Спешили на ярмарку хозяйки и работницу с корзинками в руках, тщательно выбритые, принаряженные парни с гвоздикой или астрой в петлице, школьницы с тугими косичками, влажно поблескивающими на солнце. Возницы украсили кнутовища алыми ленточками и цветами, а кто побогаче, тот и лошадей не забыл: новая кожаная сбруя сверкала латунными бляшками. Ехали по тракту телеги, в них под навесами из свежих буковых ветвей теснились люди с корзинами и детишками на коленях, многие громко распевали хором; временами проносилась вскачь коляска, разубранная флажками, пестрыми бумажными цветами и зеленью, оттуда слышался веселый наигрыш сельских музыкантов, а в тени веток нет-нет да и вспыхивали золотом рожки и трубы. Малыши, проснувшиеся ни свет ни заря, хныкали, потные от жары матери старались их унять, иной возница по доброте сердечной сажал ребятишек к себе в телегу. Какая-то старушка везла коляску с близнецами, дети спали, а на подушке меж детских головок лежали две нарядные, аккуратно причесанные куклы, под стать младенцам румяные и пухлощекие.
Кто жил у дороги и сам на ярмарку не собирался, мог всласть потолковать с прохожими и досыта насмотреться на нескончаемый людской поток.
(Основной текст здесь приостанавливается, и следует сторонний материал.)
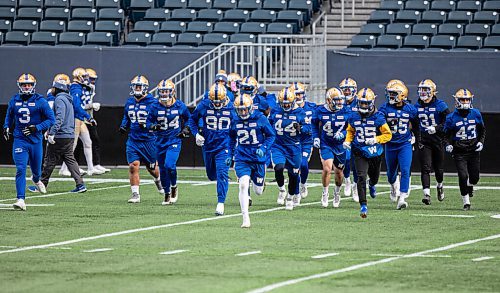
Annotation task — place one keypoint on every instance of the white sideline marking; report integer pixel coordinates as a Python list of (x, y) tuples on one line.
[(368, 264), (248, 253), (98, 250), (449, 216), (482, 258), (325, 255), (173, 252)]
Но таких было мало. На садовой лестнице заливался слезами десятилетний мальчуган, которого оставили дома с бабушкой. Вдоволь наплакавшись, он вдруг заметил на дороге стайку деревенских мальчишек, пулей выскочил со двора и присоединился к ним. По соседству жил бобылем старый холостяк, этот и слышать не желал о ярмарке, до того он был скуп. Повсюду царил праздник, а он решил, что самое время подстричь живую изгородь из боярышника, и вот, едва рассвело, бодро взялся за дело, садовые ножницы так и щелкали. Однако же очень скоро он бросил это занятие и, кипя от злости, вернулся в дом: ведь каждый из парней, что шли и ехали мимо, с удивлением косился на него, а порой, к вящему восторгу девушек, отпускал шутку насчет неуместного рвения; когда же бобыль, рассвирепев, пригрозил им своими длинными ножницами, все сдернули шапки и с хохотом замахали ими. Захлопнув ставни, он завистливо поглядывал в щелку, злость его мало-помалу утихла; под окном поспешали на ярмарку запоздалые пешеходы, словно их ждало там Бог весть какое блаженство, и вот наш бобыль тоже натянул сапоги, сунула кошелек талер, взял палку и снарядился в путь. Но на пороге он вдруг спохватился, что талер — непомерно большие деньги, вытащил монету из кошелька, положил туда другую, в полталера, снова завязал кошелек и спрятал его в карман. Потом он запер дверь и калитку и пустился в дорогу, да так прытко, что успел обогнать не одного пешего и даже две повозки.